Memo for a Saner World
Penguin, $24.95 pb, 281 pp
Thin Green Line
Bob Brown tells us the worst: ‘Half of the planet’s forest and woodlands are already gone’; every year, forest areas twice the size of Tasmania vanish from the map. At the same time, ‘There is a thin green line round the world’ – more than seventy Green parties contend for votes everywhere from Scotland to Mexico, Mongolia to Kenya. Jacques Chirac is trying to change the French constitution in favour of the environment; Les Verts have been doing pretty well in the European elections. Labor lassoes Peter Garrett. Even John Howard, while giving much aid and comfort to the fossil fuel industries, tries to sound as though he really supports renewable resources.
Senator Brown would say that’s all so much greenwash, his word for pro-environmental rhetoric unmatched by substance.

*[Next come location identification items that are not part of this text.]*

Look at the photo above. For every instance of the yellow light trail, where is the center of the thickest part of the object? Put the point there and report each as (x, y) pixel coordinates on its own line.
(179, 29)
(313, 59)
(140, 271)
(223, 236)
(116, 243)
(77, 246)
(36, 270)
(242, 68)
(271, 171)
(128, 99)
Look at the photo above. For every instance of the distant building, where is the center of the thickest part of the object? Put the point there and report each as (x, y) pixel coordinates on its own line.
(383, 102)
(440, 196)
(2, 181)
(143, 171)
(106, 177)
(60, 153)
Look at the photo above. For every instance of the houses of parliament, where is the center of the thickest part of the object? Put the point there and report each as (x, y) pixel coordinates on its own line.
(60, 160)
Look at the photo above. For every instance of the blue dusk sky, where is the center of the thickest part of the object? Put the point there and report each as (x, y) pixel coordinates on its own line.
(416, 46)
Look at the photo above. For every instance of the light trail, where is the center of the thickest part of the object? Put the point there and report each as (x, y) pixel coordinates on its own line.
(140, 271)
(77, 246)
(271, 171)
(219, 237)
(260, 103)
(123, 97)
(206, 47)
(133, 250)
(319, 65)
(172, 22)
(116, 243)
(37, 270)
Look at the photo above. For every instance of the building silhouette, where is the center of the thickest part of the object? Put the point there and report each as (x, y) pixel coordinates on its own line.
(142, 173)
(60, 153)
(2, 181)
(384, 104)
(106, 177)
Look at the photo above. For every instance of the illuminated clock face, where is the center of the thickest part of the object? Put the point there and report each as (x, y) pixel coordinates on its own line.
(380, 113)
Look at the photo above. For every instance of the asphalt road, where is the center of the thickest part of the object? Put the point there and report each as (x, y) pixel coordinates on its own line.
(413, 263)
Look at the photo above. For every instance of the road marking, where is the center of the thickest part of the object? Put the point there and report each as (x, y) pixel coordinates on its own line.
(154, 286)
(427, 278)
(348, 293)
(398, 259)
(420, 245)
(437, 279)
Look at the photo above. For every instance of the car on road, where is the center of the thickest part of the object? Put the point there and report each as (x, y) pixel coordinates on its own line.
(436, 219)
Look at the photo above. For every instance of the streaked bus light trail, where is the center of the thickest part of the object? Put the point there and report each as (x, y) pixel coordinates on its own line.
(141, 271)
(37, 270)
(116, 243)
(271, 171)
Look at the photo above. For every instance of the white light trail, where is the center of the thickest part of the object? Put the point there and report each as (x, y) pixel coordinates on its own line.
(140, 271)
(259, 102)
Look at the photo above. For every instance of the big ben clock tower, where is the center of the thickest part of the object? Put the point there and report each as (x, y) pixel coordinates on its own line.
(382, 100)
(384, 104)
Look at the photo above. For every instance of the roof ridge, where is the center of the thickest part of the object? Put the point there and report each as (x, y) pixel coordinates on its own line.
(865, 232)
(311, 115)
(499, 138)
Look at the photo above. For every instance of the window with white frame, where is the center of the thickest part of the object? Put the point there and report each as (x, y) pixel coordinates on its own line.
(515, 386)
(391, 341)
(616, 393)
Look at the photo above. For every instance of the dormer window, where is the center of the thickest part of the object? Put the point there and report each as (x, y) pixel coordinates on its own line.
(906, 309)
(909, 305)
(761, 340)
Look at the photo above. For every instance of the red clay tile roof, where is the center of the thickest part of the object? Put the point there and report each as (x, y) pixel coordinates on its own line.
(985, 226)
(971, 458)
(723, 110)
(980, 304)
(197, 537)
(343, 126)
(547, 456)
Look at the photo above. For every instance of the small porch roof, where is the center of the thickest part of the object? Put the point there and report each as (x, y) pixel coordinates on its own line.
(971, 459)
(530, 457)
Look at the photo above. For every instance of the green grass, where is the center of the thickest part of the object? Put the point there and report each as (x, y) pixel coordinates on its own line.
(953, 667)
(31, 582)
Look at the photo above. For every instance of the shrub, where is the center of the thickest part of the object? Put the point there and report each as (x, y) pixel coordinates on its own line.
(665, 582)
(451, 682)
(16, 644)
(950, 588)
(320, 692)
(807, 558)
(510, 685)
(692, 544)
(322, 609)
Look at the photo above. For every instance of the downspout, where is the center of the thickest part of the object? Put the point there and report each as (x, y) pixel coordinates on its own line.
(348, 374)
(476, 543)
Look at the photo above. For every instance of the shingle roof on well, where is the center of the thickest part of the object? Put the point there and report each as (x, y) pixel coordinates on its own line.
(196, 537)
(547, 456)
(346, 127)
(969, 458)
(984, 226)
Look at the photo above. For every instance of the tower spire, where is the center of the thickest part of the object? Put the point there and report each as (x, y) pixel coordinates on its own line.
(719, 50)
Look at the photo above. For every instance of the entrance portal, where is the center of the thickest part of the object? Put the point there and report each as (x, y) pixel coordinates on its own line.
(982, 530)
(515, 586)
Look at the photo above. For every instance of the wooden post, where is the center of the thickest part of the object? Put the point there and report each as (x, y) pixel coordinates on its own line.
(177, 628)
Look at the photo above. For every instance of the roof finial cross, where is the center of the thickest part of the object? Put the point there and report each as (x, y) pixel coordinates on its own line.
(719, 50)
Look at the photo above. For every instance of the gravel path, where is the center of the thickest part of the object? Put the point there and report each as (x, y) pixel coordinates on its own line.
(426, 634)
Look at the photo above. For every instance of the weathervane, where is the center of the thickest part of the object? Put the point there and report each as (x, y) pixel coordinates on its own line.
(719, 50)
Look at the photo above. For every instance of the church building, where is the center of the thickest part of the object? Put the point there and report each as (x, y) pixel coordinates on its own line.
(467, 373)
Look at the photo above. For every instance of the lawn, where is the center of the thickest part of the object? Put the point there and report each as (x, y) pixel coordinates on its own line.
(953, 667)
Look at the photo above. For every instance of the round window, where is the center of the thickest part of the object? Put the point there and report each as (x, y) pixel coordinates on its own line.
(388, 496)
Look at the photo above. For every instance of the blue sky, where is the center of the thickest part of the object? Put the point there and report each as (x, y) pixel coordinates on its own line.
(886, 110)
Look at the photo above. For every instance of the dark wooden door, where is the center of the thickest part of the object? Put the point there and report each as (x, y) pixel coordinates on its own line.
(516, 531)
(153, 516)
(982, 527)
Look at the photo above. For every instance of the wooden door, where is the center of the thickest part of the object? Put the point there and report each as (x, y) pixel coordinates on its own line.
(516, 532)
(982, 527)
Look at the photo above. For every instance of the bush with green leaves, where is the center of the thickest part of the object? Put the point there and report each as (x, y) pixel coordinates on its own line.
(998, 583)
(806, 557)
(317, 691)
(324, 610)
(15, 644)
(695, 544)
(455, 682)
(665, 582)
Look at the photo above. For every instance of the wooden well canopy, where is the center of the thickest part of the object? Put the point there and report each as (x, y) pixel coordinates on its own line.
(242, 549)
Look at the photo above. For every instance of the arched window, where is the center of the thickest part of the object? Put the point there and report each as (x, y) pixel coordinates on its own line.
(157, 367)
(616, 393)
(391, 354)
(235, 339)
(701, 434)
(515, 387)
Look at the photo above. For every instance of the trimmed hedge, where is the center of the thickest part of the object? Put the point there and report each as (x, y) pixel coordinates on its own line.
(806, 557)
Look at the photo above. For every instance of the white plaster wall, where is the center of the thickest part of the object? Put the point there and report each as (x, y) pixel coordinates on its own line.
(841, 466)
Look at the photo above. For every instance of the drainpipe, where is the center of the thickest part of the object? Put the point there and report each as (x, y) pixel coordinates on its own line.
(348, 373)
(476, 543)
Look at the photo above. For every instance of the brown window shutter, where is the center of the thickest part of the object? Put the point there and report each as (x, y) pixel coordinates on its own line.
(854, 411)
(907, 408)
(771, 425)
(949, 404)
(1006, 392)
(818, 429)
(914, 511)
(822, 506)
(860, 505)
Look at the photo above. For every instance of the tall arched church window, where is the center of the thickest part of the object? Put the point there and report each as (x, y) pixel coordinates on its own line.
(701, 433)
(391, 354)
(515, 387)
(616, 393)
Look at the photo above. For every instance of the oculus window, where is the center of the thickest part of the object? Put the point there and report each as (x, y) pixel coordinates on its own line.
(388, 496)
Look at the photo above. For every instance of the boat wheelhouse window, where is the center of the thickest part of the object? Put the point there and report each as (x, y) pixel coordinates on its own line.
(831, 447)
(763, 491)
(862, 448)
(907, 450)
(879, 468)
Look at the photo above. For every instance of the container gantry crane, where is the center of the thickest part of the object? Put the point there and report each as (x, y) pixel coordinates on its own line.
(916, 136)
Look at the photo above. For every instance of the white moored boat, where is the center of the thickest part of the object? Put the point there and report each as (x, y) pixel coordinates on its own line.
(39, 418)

He whirls us through real statistics: for the destruction of timber that has taken centuries to grow, Tasmanians now get about one per cent of the gain to the Japanese paper-millers: $1000 per tonne. The woodchip export industry dominates; there is little yield now of sawn timber or veneer. Brown takes us to Farmhouse Creek, the Bay of Fires and the Styx Valley – the imperilled Valley of the Giants, the home of the world’s tallest hardwoods, now ‘being slaughtered’ by immensely powerful bulldozers and chainsaws ‘at the greatest rate in history, for the lowest return in history, for the fewest jobs in history’. This ‘massive sell-out’ (Brown’s term) was legalised by the Regional Forest Agreement, which John Howard signed in 1997.